Eben60 / Mendeleev.jl

A Julia package for accessing chemical elements data.
https://eben60.github.io/Mendeleev.jl/
Other
19 stars 0 forks source link

Mendeleev.jl - quo vadis? #1

Closed Eben60 closed 1 year ago

Eben60 commented 2 years ago

This package is thought as an addition or replacement for PeriodicTable.jl using the data from mendeleev python package.

Though work-in-progress yet, in it's current state it can already be used as a plug-in replacement for PeriodicTable.jl. The package installable code is based mostly on the PeriodicTable.jl code, but the Element_M struct code and the data (the files Element_M_def.jl and elements_data.jl resp.) are generated by a separate module from the SQLite database which was shamelessly taken from mendeleev -- @lmmentel, thank you for your work!

The Number, Symbol & Name indexing of ELEMENTS_M are the same as in PeriodicTable, the elements representation the same, too. All fields of PeriodicTable Element are supported, in addition to some 60+ fields from mendeleev - see mendeleev documentation . mendeleev database is actively maintained, and the data seem to be taken over from reliable sources. Updating Mendeleev.jl from the database is a matter of running a script.

The compiled code is static like in PeriodicTable, and using Mendeleev takes just 0.5 s on my modest i5 Notebook (0.13 s with PeriodicTable pre-loaded, thus further improvement possible), and takes 15 s for pre-compile during the installation.

I have started the package just for fun and as an excersise in Julia.
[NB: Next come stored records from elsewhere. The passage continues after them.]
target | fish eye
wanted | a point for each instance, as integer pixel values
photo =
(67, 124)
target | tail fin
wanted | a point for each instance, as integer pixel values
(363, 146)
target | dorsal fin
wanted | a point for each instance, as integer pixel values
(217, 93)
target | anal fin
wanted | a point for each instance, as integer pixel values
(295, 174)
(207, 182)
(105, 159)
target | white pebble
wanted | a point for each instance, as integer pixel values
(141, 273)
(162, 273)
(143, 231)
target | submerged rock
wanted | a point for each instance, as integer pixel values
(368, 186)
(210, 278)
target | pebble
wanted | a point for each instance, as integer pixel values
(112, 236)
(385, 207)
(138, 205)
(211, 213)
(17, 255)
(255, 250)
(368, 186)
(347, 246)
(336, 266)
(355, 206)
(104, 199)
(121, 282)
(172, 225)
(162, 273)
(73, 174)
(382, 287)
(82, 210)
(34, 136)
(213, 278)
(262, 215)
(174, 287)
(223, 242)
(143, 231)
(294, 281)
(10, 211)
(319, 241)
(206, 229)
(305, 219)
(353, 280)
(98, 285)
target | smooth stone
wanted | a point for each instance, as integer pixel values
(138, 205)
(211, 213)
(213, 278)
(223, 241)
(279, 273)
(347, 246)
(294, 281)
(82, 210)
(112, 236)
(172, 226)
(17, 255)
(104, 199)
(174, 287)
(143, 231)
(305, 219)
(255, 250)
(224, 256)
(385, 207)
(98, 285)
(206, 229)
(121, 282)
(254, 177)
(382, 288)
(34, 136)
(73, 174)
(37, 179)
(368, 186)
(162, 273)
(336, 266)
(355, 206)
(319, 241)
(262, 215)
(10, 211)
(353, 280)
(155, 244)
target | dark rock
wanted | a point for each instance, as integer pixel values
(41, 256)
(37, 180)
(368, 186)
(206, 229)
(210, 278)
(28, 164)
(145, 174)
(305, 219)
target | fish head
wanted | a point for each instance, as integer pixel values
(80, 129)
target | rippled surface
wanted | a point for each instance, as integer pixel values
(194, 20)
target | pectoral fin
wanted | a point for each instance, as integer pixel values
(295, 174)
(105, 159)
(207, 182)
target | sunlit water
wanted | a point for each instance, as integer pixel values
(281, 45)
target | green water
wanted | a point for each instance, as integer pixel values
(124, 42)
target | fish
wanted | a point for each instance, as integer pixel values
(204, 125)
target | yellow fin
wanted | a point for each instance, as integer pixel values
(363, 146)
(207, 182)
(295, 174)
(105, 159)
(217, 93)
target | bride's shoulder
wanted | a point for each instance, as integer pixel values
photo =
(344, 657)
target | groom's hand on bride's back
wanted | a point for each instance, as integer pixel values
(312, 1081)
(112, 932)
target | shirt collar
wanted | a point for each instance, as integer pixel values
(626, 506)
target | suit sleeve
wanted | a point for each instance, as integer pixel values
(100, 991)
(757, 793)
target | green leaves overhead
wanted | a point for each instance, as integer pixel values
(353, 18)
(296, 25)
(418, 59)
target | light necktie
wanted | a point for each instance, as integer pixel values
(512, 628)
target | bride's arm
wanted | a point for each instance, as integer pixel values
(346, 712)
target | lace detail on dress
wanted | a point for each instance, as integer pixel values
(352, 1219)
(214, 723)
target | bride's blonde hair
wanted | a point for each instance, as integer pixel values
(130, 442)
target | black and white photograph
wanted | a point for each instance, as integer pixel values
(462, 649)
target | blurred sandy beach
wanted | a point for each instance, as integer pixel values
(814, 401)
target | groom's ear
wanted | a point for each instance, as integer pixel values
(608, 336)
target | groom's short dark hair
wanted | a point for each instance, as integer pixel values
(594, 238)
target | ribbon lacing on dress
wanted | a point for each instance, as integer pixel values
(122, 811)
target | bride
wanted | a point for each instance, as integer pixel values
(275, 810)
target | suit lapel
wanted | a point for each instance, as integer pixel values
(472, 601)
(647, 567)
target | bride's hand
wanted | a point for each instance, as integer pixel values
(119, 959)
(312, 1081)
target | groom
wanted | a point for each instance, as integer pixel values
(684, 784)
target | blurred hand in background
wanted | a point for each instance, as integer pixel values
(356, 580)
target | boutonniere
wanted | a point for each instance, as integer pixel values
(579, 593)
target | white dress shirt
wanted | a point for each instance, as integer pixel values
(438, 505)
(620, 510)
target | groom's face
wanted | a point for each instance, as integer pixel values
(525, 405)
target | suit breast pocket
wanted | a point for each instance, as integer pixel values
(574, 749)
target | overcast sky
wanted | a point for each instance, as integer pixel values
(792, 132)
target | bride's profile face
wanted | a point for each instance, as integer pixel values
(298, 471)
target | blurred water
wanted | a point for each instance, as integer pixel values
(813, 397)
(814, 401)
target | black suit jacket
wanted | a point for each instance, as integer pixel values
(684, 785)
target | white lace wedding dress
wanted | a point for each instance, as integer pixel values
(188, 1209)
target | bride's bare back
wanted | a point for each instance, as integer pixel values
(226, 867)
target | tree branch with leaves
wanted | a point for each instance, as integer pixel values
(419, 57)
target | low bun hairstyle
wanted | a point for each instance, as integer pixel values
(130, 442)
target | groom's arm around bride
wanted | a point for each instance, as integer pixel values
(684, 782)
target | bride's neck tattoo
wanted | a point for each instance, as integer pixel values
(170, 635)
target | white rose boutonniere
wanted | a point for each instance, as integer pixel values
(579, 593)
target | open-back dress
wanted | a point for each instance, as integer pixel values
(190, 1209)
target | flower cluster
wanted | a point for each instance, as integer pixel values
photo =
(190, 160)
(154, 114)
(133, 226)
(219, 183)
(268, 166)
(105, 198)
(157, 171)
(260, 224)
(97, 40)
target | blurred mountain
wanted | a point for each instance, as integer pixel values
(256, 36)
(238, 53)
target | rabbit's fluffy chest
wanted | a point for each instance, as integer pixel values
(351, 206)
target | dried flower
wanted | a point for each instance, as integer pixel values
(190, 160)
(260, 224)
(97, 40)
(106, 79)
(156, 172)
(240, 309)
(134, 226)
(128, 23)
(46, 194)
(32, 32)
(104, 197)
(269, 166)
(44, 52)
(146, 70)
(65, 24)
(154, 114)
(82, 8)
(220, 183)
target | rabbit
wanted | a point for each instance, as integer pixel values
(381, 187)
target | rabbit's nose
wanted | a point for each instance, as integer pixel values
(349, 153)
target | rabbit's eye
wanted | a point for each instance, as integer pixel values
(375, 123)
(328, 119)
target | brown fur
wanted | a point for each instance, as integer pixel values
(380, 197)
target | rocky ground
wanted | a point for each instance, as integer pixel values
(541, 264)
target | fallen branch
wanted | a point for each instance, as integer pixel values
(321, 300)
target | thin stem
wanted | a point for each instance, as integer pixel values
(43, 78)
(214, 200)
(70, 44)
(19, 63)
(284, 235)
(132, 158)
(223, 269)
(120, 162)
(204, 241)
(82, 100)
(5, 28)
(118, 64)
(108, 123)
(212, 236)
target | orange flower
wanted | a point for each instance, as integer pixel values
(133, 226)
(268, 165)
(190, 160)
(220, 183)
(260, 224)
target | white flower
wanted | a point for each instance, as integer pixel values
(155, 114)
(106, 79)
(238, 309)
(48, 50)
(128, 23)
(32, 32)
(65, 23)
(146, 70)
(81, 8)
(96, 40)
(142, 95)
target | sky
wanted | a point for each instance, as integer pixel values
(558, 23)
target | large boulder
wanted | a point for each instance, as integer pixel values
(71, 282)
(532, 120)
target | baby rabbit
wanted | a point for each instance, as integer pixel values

Now - what can we do with it?

In the last case I may announce it, but I am not sure about registering the package.

Now I would humbly ask the PeriodicTable.jl author and contributors for their opinion. @rahulkp220, @carstenbauer, @Gregstrq, @stevengj - what do you think?

@Gregstrq - you data collection on isotopes could be put into a package in a similar way. And if somebody (@lmmentel ? :wink: ) imports your collection into a database, a corresponding Julia package can be created based on the code of this package at a minimal cost.

lmmentel commented 2 years ago

Hi @Eben60 cool initiative. I'm happy to look into adding isotope data into elements.db in mendeleev, any chance you could export it into csv, parquet or something like that?

Eben60 commented 2 years ago

@lmmentel thank you.

If your question about getting isotope data into elements.db, then better ask @Gregstrq.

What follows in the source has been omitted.